品川のゼネラルモーターズ・ジャパン(GMJ)で受け取ったシボレー・カマロは、佐野弘宗氏がリポートを寄せた黒の「カマロSS」そのもの。ちなみに、あの記事も、その後に掲載された「コンバーチブル」の記事も、取材・編集を担当したのは誰あろうこのワタクシである。脳内で「いやはや、私たち縁がありますね」なんてごあいさつしつつ、あらためて実車を矯めつ眇(すが)めつ。うーん、ちきしょう。カッコイイな。こういうクルマを造らせたら、つくづくビーフが主食の連中にはかなわん。
にらみの利いたヘッドランプに、自己主張の激しいボンネットのパワーバルジ、ドアパネルの後ろでキックアップしたショルダーラインと隆々と盛り上がるリアフェンダー。サイドビューは往年のマッスルカーの伝統を受け継ぐ正統派2ドアクーペのそれで、「空気抵抗なぞ貧弱野郎の語ることヨ」ってなスタイリングをしていながら、トランクフードにはちゃっかりリアスポイラーが載っかっている。おいおい、そんな女の子のスカートみたいなもんくっつけてたら、隣んちのウォルト(映画『グラン・トリノ』の主人公。気になる人はとにかく見るべし)にしかられるぜ?
このカマロを前にすると、「ダッジ・チャージャー」の試乗記で桐畑恒治氏が使った、「蛇に睨(にら)まれた蛙」というフレーズを思い出す。遠慮のないスゴみの前には、新しい提案だの○○へのオマージュだのといったヘリクツなんぞ全部吹っ飛ぶ。ウンチクでは語れないものこそホンモノだ。
街中を走っているだけでも楽しい
もちろん、つぶさに見ていけばカマロのディテールにはいくらでも語れるトピックはある。しかし紙面の都合と意味のなさから、そんなもん割愛。とにかく「実車を見ろ」である。それに、あんまりビルのエントランスで写メしていると、警備員さんにしかられるかもしれないしね。そんなわけで、キーを受け取ったらそうそうに退出。そのまま編集部に戻っても芸がないので、ちょいと台場方面へと繰り出すことにする。
ここ最近は、スタート時にひと吠(ほ)えカマすのが高性能車のトレンドなようで、このカマロもなかなかにドスの利いた雄たけびを聞かせてくれる。違うのはその先で、アイドリング中はいかにも「デカいエンジンがデカいフライホイールを回してまっせ」といった横揺れと音が、ぶっとい筒のなかを大量の空気が吐き出されていく感覚が(音じゃないのよ)伝わってくる。なんというか生き物である。「なんだよこれ、エンジン回ってんだろうな?」と不安になるよそさまのクルマとは、全然違う。

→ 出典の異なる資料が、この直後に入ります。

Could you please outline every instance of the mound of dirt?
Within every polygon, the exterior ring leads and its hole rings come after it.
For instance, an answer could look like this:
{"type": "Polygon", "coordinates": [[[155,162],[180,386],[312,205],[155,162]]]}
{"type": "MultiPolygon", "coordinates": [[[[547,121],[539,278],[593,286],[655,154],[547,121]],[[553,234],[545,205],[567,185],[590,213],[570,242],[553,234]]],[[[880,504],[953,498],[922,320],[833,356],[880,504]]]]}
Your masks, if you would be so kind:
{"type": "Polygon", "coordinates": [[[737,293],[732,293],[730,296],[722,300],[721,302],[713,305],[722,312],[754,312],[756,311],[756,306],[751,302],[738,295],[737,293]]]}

そこからグイっとスタートすると、意外や走りだしは穏やか。恐らくは、同じパワープラントを積む「コルベット」との差別化を図っているのでしょう。早開き&ダイレクト原理主義の制御に慣れた人には拍子抜けかもしれないけど、そもそもカマロはスポーツカーじゃない。これがいいし、これが自然。相田みつをも言ってるじゃないの。「トルコンだもの」。違うか。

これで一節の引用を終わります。